What is unique about the US – and indispensable to the understanding of it – is that it is a country of the displaced and dispossessed: a nation which invented itself for the very purpose of permitting people to reinvent themselves, to take their fate into their own hands, to be liberated from the persecution and the paternalism of the old cultures they had left behind. Almost every American either is himself, or is descended from, someone who made a conscious decision to pull up his roots and take his chances in a land he had almost certainly never seen and which, until quite recently, offered no protection or security if the gamble failed.

And what a terrifying gamble it was: I had not realised until I visited the Ellis Island Museum that one of the conditions of entry to the US in the 19th and early 20th centuries was that the immigrant did not have a pre-arranged job. This was presumably to ensure that cheap labour gangs could not be imported to undercut indigenous workers. But the effect was that everyone who came to America had to be willing to take the risk of starting with nothing and making his own way in the world.

Can you imagine what the character (and the desperation) of these people must have been? To travel 3,000 miles in steerage, with all your worldly possessions on your back, to an unknown future – and all to escape from the demonic power of a state which had oppressed or demeaned or maltreated you? Not only is hatred and suspicion of over-powerful government embedded in the consciousness of ordinary Americans, it is inscribed in the Constitution, which provides, probably more than any document in human history, a literal embodiment of political values and a bond between disparate people which gives them a sense of national identity.

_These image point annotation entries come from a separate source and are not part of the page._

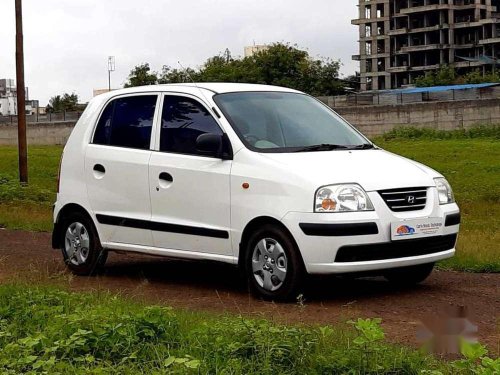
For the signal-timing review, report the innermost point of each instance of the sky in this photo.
(67, 42)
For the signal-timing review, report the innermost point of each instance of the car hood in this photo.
(373, 169)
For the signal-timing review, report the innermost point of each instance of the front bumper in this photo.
(361, 241)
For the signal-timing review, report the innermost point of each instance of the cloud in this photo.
(67, 42)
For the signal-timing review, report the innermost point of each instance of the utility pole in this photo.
(111, 68)
(21, 96)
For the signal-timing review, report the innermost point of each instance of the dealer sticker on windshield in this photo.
(416, 228)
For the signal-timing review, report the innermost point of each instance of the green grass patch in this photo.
(469, 160)
(472, 166)
(45, 330)
(28, 207)
(409, 132)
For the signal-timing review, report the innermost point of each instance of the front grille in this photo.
(396, 249)
(406, 199)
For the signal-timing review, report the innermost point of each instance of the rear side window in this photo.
(127, 122)
(183, 121)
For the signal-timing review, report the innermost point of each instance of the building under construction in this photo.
(400, 40)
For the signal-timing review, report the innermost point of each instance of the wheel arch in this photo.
(68, 209)
(252, 226)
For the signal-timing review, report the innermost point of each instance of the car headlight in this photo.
(444, 191)
(342, 198)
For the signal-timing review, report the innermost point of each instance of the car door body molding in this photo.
(161, 227)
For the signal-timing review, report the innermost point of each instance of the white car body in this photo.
(203, 213)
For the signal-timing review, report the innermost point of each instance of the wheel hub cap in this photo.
(269, 264)
(76, 244)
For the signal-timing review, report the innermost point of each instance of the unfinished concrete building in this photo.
(400, 40)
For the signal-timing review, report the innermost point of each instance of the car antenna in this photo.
(198, 87)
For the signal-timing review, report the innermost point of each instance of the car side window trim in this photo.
(122, 96)
(158, 123)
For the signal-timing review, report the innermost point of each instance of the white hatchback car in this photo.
(266, 178)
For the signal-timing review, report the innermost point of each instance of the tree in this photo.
(66, 102)
(281, 64)
(142, 75)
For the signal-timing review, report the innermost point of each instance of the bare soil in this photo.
(218, 288)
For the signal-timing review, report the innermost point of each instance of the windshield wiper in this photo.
(323, 147)
(364, 146)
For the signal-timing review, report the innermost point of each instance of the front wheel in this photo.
(409, 275)
(80, 245)
(273, 264)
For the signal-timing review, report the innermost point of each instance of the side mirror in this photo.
(209, 143)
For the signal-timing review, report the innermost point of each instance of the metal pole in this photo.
(21, 96)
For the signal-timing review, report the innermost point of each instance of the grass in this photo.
(48, 330)
(28, 207)
(472, 166)
(469, 159)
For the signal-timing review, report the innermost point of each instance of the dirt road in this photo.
(217, 288)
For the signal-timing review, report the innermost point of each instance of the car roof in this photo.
(194, 88)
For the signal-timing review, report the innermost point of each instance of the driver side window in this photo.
(183, 121)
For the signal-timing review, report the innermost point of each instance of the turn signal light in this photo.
(328, 204)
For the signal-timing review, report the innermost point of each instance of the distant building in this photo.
(400, 40)
(252, 50)
(8, 99)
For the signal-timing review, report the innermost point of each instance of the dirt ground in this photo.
(217, 288)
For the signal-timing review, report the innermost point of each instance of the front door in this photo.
(190, 198)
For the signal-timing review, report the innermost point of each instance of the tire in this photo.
(273, 265)
(80, 245)
(408, 276)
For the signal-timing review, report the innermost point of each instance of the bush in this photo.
(50, 331)
(427, 133)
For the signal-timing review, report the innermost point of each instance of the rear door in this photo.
(116, 167)
(189, 191)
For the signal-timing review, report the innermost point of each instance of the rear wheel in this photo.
(80, 245)
(409, 275)
(273, 264)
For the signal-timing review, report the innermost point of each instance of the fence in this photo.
(388, 98)
(49, 117)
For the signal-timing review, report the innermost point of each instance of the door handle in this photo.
(99, 168)
(167, 177)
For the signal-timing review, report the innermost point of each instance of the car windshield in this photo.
(287, 122)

Perhaps the failure of understanding is incurable. America, they say, is an optimistic country because that’s where the optimists went. And most Europeans, after all, did not go. This is, indeed, a strange nation: its citizenry has been almost entirely self-selecting (apart from those who were taken there in chains, whose descendants have had such significant social problems). To be pessimistic or defeatist in the US is a sin against the Holy Ghost: an unforgivable waste of the opportunity which the country has offered you.

I wonder if the Obama liberals – in their eagerness to turn the US into a European country, complete with paternalistic interventionism and bourgeois guilt – realise what is in the rest of that package: passivity, resignation and the corrosive cynicism that makes it impossible for Europeans to believe that ordinary people can use words like “freedom” and “justice” without smirking, and are not prepared to give up on the attempt to reconcile their ideals with the difficult realities of human behaviour.